A novel approach for energy and mass transfer characteristics in wet cooling towers associated with vapor-compression air conditioning system by using MgO and TiO2 based H2O nanofluids

Abstract

In hot weather, the performance attributes of the refrigeration cycles associated with cooling towers drop pointedly, and thus, the energy consumption excesses in addition to more troubles start to occur. Improve the cooling tower performance before the cooled fluid enters the condenser of the vapor compression air conditioning system (VCACS) can enhance the refrigeration cycle performance, lowering operating and maintenance cost, conserve the environment, and consequently save consumed energy.
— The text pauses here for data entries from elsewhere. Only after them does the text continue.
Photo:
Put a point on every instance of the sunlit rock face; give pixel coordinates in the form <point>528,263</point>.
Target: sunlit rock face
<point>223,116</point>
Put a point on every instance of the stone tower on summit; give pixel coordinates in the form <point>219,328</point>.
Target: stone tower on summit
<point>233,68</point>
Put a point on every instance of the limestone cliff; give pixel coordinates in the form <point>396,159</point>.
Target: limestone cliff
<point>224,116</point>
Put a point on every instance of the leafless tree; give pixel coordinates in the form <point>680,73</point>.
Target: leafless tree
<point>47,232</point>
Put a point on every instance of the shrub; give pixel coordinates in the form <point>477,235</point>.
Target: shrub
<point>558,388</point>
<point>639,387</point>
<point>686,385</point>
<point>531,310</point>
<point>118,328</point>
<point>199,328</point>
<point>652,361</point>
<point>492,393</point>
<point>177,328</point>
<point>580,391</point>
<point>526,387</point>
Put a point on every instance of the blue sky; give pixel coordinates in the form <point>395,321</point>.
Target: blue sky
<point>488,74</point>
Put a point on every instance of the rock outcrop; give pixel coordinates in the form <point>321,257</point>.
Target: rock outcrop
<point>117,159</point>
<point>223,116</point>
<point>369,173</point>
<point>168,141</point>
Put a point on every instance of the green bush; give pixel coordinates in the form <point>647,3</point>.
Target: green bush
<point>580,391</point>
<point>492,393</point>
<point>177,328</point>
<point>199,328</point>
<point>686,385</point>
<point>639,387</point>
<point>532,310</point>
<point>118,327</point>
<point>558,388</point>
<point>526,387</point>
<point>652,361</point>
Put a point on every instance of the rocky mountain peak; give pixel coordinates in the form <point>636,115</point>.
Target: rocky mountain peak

In this research, the experimental work on the performance-enhancing of a central air-conditioning utilizing cooling tower is presented under an enormous range of design and operating conditions. The purpose is to investigate the trace of several design parameters such as; nanoparticle concentration ratios, nanoparticle type, filling type, filling sheet spacing and sprayer angle whereas the operation parameters as; working fluid flow rate and air velocity on the performance characteristics for the VCACS. Two nanomaterial types being contemplated are MgO and TiO2 at varied concentrations of 0.1, 0.5, and 1.0% wt. It is found that the using of spiral sprayer with a spray angle of 90 degrees had an effect of 106% and a 76.5% increase on the cooling tower effectiveness in comparing with a spray angle of 30 degrees, and 150 degrees, respectively. The maximum overall system performance index is observed at PVC fill, beta = 12 mm, a nanoparticle of MgO based water, phi = 1%, and theta = 90 degrees. Correlations of Ka. V-p/(m) over dot(f) and e are predicted with its deviations using DataFit software based on the obtained experimental data.